Comment le Colisée de Rome a-t-il été construit ?
Éléments techniques et architecturaux clés
Orientation OSO-ENE, dimensions approximatives: 189 mètres de longueur, 156 mètres de largeur, hauteur externe de 48 mètres, périmètre originel d’environ 545 mètres, et surface couverte d’environ 2,4 hectares. La structure repose sur des fondations et des murs en opus caementicium, travertin et briques, renforcés par des agrafes en fer et des arcs en double rangées. Quatre étages, dont trois niveaux d’arcades et un attique, portent 80 arcades au rez-de-chaussée et 160 arcsades aux étages supérieurs, avec des colonnes de style toscan, ionique et corinthien.
Les gradins, en pierre, accueillaient des spectateurs selon leur rang social: sénateurs, chevaliers, plébéiens et esclaves, chacun ayant des entrées et des couloirs dédiés. Le velum, une grande voile soutenue par des mâts, protégeait les spectateurs sur une partie de l’arène; des ensembles d’échafaudages et de mécanismes permettaient les changements de décor et la couverture partielle de l’arène. L’arène, initialement bois et sable, a été remplacée et conservée comme espace symbolique du spectacle.
Les entrées et sorties des spectateurs se faisaient par des vomitoria, et l’organisation du public révélait une société hiérarchisée au sein du Colisée.

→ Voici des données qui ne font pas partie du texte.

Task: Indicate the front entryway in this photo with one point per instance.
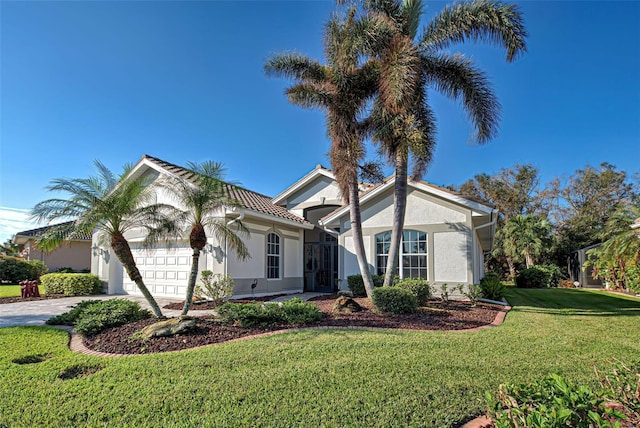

Les sous-sols, l’hypogée, abritaient les coulisses, les cages pour animaux et les areas techniques. Des machines et des mécanismes permettaient les effets scéniques et les déplacements rapides du matériel et des combattants.
À l’inauguration, Titus présenta une naumachie dans l’arène inondée; les spectacles s’étendirent sur des centaines d’années, et le Colisée devint le théâtre d’un pouvoir politique et culturel. Aujourd’hui encore, les éléments originels (arcades, voûtes, velarium, hypogée) témoignent de l’ingénierie romaine et de l’habileté des architectes antiques.